We talked about it for a while and she instructed me that i should hear him out and pray very hard about it and let God tell me what I should be doing. Then Lauri told me how God knows my heart and if I am living and speaking in the Truth that it will set me free. You know, i have heard this phrase "the truth will set you free" so many times, but I don't think I have ever had it touch my core the way it did coming from Laurel. You can sometimes really tell when someone knows a truth they are sharing with you and Lauri knows this Truth. I had that feeling that I was in the presence of a giant of the faith. A giant of the faith who lives in a slum and has a husband who beats her and four children she is scraping just enough together to get by. It was if my heart burst. I almost broke down in tears right then and there. The face of God in this wonderful Kenyan woman. I am so humbled and so in need of grace. Saints in slums. Oh Lord, convict me when I am self important or too pampered and spoiled to know the Truth.


What a day.

Saturday, May 22, 2010

I want to love people better than I do already.
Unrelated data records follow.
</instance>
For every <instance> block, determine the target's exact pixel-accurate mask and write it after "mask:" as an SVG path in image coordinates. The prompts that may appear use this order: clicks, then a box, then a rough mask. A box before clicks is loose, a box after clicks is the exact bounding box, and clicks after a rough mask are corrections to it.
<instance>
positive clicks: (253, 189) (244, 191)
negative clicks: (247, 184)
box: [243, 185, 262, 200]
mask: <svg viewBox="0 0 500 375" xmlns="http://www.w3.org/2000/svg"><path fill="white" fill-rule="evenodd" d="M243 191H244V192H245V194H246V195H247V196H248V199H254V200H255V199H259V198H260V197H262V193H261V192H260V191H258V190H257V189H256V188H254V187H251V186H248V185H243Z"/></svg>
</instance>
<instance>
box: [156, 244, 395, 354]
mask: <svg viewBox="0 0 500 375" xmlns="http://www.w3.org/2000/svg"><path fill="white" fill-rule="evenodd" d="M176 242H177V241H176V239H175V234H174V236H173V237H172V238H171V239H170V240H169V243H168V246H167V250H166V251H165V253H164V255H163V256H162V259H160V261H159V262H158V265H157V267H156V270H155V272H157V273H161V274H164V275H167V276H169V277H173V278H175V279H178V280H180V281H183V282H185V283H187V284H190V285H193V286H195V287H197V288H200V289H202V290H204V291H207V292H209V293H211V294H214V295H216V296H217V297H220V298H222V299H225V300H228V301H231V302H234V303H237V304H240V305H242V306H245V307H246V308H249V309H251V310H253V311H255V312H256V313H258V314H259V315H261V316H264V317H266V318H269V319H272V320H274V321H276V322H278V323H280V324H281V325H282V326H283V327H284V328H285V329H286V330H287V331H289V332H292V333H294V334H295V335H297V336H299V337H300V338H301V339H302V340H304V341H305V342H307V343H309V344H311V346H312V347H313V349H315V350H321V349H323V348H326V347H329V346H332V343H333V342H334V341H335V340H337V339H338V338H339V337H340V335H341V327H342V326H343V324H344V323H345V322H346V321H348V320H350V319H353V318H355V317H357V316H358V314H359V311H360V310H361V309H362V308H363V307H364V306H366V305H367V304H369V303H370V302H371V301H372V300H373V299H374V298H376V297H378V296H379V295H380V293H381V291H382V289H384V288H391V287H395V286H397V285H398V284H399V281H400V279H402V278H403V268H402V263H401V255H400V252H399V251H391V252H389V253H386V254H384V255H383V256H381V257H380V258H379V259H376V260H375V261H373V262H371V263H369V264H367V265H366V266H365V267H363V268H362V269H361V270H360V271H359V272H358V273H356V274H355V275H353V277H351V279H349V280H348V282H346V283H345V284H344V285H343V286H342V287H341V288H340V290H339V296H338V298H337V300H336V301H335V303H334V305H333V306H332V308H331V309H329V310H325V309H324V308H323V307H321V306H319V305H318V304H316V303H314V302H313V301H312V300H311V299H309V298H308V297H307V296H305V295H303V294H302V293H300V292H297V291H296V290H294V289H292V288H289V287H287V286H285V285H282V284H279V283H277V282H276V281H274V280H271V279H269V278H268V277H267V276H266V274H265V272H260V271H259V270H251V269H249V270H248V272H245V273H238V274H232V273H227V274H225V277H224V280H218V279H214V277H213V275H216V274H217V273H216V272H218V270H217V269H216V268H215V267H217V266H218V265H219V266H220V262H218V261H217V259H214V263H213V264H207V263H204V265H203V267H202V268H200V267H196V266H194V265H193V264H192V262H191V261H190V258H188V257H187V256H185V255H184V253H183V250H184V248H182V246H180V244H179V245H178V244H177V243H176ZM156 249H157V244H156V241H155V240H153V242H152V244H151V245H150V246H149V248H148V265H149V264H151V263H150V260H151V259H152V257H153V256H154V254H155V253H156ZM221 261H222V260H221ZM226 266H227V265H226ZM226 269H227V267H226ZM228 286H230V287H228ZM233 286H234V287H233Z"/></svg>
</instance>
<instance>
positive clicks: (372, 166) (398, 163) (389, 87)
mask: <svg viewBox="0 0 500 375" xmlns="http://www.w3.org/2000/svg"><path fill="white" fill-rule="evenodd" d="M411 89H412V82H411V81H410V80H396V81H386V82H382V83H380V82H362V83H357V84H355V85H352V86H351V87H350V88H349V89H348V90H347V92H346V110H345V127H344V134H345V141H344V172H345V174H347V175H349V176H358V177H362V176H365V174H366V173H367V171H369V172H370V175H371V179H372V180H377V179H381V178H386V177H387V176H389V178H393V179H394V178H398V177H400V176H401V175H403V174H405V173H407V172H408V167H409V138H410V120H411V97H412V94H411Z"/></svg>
I want to love people better than I do already. This is one of the reasons that I buy fair trade.
I want to love people better than I do already which means not trying to make myself look better than them because I disagree with them.
I want to love people better than I do already which includes not getting upset when someone disagrees with me.
I want to love people better than I do already.
I want to love people better than I do already which is why I want to not get angry at them when they say something that is selfish.
I want to love people better than I do already which means I need to become less selfish.
I want to love people better than I do already which means that I cannot take the easy way out just because it is easy, but only take it when it is right and just.
I want to love people better than I do already which means not getting mad at people when they can't read my mind.
I want to love people better than i do already which will mean stepping out of my comfort zone more often than i do now.
I want to love people better than I do already so I try to think through my decisions and what their effects are.
I want to love people better than I do already which will mean telling the truth sometimes when it hurts.
I want to love people better than I do already so I need to study about love more.
I want to love people better than I do already and I want to be willing to die for them if need be.
I want to love people better than I do already and realize that whatever I have sacrificed now is nothing.
I want to love people better than I do already which will mean saying sorry when I have done something hurtful.
I want to love people better than I do already and I don't always know what that means.
I want to love people better than I do already so I need to learn humility.
I want to love people better than I do already so I need to listen better.
I want to love people better than I do already so I need to be transformed and sanctified.
I want to love people better than I do already and I don't know how sometimes.
I want to love people better than i do already because today I did not love people as much or as fully as I could have and my heart is hurting about it.